Don't despair, you have recognised the problems and have sought help.  You will get there.


----------



## Rollin (6 July 2016)

I don't send our youngsters away for training until I have taught them to stand for a mounting block.  I got fed up with newly backed horses who would not stand still or swung quarters away.

We start them in the arena and walk them between a block and the perimeter fence -  as someone has suggested 'stand' and 'walk on' until they learn to stand quietly.  If she is bargey perhaps have a headcollar and bridle.  Your handler could have a long line attached to the headcollar then they have extra control without being mown down.


----------



## EQUIDAE (7 July 2016)

It's amazing how quickly they develop bad habits. My trainer got on from the ground twice after my boy swung his bum away and it resulted in me having to represent him at the mounting block for 20 minutes until he gave up. It took about 30 tries and 20 minutes but we cracked it again. Next time I will be asking her to make him behave rather than take the easy option - if that means 20 minutes of the schooling session being used to get him to stand still.

Never give up.


----------



## dibbin (7 July 2016)

My gelding went through a really bad phase with this. At one point he took to walking off when I was in mid-air!

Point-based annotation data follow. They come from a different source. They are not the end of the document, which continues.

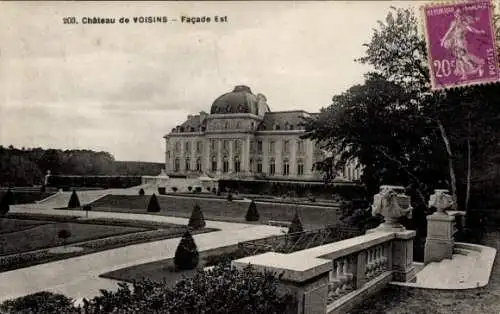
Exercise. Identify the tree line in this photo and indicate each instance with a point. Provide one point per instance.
(403, 133)
(28, 166)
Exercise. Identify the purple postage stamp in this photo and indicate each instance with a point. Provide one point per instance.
(461, 44)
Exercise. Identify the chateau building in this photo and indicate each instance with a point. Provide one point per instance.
(242, 139)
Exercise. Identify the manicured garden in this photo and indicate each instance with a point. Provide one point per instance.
(219, 209)
(27, 239)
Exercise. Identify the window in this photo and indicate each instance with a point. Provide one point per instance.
(177, 165)
(214, 163)
(272, 167)
(237, 145)
(259, 166)
(225, 165)
(286, 167)
(271, 147)
(286, 146)
(236, 164)
(300, 168)
(198, 164)
(300, 146)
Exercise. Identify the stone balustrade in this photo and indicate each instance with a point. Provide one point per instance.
(335, 277)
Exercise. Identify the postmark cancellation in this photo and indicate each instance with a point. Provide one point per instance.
(461, 43)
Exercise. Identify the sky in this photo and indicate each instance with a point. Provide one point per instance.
(120, 88)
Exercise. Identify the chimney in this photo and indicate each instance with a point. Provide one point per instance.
(203, 116)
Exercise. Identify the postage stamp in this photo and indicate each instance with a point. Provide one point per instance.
(461, 44)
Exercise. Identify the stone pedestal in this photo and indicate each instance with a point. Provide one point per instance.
(402, 256)
(439, 242)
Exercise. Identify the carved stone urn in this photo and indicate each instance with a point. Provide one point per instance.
(441, 200)
(392, 203)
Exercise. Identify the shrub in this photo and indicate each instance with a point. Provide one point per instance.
(38, 303)
(221, 290)
(196, 221)
(153, 205)
(64, 234)
(74, 201)
(186, 255)
(252, 213)
(296, 225)
(7, 200)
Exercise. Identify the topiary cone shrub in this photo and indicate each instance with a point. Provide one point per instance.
(196, 221)
(252, 213)
(153, 205)
(295, 227)
(74, 201)
(5, 202)
(186, 256)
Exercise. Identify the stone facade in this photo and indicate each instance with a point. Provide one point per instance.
(242, 139)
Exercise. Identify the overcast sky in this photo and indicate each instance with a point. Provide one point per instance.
(120, 88)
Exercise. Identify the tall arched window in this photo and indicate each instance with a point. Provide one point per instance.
(300, 167)
(177, 165)
(272, 167)
(286, 167)
(225, 164)
(214, 163)
(198, 164)
(236, 164)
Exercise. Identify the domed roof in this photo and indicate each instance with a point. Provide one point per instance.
(240, 100)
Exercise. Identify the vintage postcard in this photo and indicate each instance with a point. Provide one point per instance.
(250, 157)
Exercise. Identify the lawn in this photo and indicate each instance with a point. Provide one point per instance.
(403, 300)
(218, 209)
(29, 235)
(164, 270)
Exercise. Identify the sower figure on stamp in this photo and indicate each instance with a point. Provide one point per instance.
(455, 41)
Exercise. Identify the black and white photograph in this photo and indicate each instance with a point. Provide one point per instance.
(251, 157)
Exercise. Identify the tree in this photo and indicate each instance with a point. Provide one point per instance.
(74, 201)
(153, 205)
(397, 128)
(64, 234)
(252, 213)
(5, 202)
(196, 221)
(186, 255)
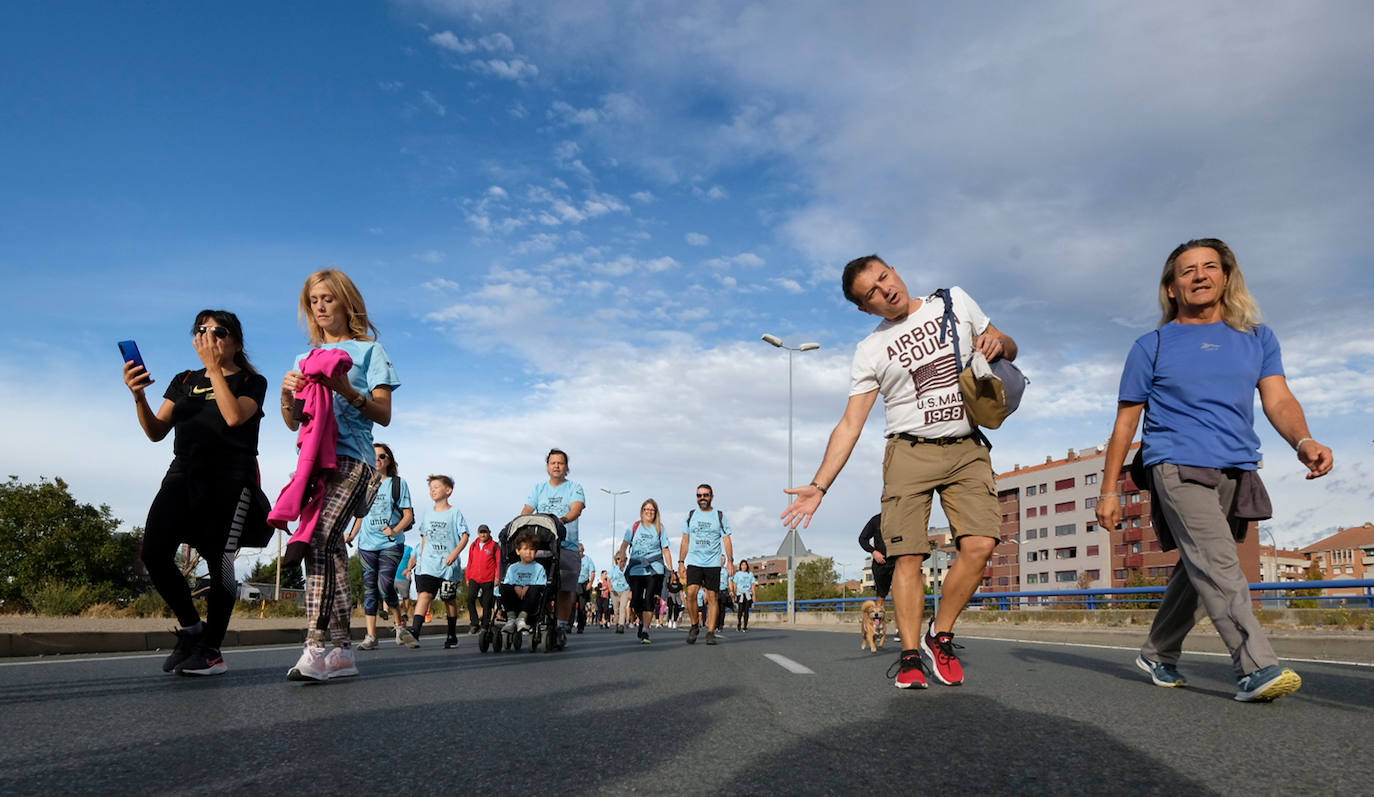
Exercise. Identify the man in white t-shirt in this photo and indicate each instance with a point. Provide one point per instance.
(932, 447)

I solved the issue by just circling him if he didn't stand when asked. Totally calm, no telling off, just moving off immediately if he shifted. The first time we went round about 9 times. The second time it was 6. He still does it occasionally, but now I generally only need to do 1 circle and then he'll stand. I always make sure he gets a scratch on the shoulder and a "good lad" once I'm in the saddle.


----------



## Nickyhorse89 (7 July 2016)

Thank you everyone for your advice. I had someone who expertises in groundwork work with her yesterday and she soon learn some manners! Think she knew he meant business. She's completely different now when on the ground. Actually managed to get on her first time. No barging, no circles, no walking around the arena. I just needed my 'big girl pants' and someone to guide me. I'm sure she still has some tricks up her sleeves for me but feel a lot more prepared now.


----------



## Nickyhorse89 (7 July 2016)

dibbin said:



			My gelding went through a really bad phase with this. At one point he took to walking off when I was in mid-air!

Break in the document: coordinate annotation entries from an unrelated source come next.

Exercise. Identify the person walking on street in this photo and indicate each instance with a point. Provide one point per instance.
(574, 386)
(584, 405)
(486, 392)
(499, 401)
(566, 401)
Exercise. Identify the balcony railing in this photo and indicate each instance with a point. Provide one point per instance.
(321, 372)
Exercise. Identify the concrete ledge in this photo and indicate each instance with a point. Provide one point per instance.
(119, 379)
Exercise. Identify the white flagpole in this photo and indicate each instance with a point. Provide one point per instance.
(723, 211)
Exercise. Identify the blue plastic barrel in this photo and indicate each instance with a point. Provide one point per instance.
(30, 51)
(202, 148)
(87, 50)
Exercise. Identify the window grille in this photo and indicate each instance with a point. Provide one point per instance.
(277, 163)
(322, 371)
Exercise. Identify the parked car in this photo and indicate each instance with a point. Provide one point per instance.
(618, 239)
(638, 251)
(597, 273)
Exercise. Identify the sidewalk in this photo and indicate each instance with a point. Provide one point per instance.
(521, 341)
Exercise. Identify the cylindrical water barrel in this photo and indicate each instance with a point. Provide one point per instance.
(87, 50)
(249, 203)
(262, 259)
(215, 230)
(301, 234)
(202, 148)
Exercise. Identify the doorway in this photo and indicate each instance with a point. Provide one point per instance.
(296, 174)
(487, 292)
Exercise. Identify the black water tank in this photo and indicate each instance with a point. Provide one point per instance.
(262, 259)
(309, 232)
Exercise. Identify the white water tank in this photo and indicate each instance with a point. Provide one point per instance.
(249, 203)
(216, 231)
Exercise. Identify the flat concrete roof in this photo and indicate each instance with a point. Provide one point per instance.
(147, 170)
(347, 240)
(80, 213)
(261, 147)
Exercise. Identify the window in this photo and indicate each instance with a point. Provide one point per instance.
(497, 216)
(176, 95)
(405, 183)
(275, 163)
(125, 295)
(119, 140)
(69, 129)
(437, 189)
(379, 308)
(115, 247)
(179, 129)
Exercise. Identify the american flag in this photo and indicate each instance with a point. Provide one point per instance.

I solved the issue by just circling him if he didn't stand when asked. Totally calm, no telling off, just moving off immediately if he shifted. The first time we went round about 9 times. The second time it was 6. He still does it occasionally, but now I generally only need to do 1 circle and then he'll stand. I always make sure he gets a scratch on the shoulder and a "good lad" once I'm in the saddle.
		
Click to expand...

That's what I used to do but didn't seem to be getting through to her. Luckily I've made progress using a pressure headcollar. Not getting ahead of myself! I'm sure she's not through with me yet. Haha


----------



## Abi90 (7 July 2016)

Mine would not stand still for months. Circling didn't help either. Luckily he was quite good at moving forwards and backwards and side to side off pressure so if he walked off or swung his bum out I would just put him where I wanted and asked him to stand. And if he didn't he would be repositioned.

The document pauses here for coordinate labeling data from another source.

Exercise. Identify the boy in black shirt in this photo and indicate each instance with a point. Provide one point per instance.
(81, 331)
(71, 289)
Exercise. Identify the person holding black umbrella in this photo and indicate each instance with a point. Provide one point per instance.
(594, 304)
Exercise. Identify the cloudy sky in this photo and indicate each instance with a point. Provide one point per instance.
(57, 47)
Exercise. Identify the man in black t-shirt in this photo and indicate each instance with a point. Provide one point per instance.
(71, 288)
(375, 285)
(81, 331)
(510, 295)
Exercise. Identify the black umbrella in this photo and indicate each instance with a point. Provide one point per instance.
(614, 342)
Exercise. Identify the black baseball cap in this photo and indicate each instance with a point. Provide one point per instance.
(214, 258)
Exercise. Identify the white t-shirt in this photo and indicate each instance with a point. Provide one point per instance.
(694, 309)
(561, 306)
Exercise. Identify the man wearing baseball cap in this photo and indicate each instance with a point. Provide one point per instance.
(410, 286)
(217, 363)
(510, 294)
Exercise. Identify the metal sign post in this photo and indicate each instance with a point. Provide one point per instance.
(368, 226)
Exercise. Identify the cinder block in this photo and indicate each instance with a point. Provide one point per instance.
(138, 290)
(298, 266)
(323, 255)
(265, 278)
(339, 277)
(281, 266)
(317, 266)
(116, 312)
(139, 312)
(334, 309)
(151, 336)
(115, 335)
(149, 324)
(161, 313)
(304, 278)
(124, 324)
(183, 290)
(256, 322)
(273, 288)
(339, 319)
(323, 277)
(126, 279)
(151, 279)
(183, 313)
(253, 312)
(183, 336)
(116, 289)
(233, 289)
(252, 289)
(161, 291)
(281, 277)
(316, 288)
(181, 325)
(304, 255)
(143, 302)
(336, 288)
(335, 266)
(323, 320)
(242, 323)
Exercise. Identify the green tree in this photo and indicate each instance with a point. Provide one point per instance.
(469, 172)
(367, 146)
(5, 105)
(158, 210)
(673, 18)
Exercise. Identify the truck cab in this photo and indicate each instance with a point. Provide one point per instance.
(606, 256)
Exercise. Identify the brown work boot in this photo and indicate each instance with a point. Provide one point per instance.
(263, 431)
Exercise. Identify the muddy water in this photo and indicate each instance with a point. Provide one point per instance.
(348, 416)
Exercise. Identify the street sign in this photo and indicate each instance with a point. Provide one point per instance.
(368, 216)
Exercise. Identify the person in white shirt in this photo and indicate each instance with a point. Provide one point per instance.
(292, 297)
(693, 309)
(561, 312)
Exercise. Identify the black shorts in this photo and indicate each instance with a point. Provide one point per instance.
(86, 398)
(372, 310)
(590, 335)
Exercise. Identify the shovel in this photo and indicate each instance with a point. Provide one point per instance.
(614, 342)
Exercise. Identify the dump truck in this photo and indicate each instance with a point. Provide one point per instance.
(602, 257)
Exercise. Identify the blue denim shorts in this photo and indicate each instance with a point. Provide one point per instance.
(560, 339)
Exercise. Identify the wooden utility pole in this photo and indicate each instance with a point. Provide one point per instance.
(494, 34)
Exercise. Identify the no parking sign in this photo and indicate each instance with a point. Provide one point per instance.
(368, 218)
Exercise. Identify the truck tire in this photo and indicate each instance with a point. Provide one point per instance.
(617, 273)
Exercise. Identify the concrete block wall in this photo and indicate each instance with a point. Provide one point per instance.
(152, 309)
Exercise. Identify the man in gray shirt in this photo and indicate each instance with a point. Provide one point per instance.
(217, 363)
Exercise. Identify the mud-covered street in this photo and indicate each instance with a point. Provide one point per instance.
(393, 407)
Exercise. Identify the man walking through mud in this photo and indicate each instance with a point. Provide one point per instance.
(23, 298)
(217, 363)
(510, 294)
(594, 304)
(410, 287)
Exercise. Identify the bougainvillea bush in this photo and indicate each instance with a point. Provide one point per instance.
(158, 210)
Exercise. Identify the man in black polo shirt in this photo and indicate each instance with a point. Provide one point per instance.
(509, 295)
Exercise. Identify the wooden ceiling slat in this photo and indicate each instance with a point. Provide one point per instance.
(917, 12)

I used to have to do this for half an hour and now he'll walk himself up to the mounting block and wait! It just clicked one day and he realised the sooner he stood still the sooner he got his tea!


----------



## Nickyhorse89 (7 July 2016)

Abi90 said:



			Mine would not stand still for months. Circling didn't help either. Luckily he was quite good at moving forwards and backwards and side to side off pressure so if he walked off or swung his bum out I would just put him where I wanted and asked him to stand. And if he didn't he would be repositioned.

I used to have to do this for half an hour and now he'll walk himself up to the mounting block and wait! It just clicked one day and he realised the sooner he stood still the sooner he got his tea!
		
Click to expand...

Yea, my mare is good at moving in every direction. Could push her backwards, sideways, make her move forward but getting her to stand still was a massive challenge. I had had enough of being run over and squished so she needed to learn how to stand before it got seriously out of hand. She was also trying other methods of getting out of work which she never did before so my methods weren't working hence why I needed help. &#9786;


----------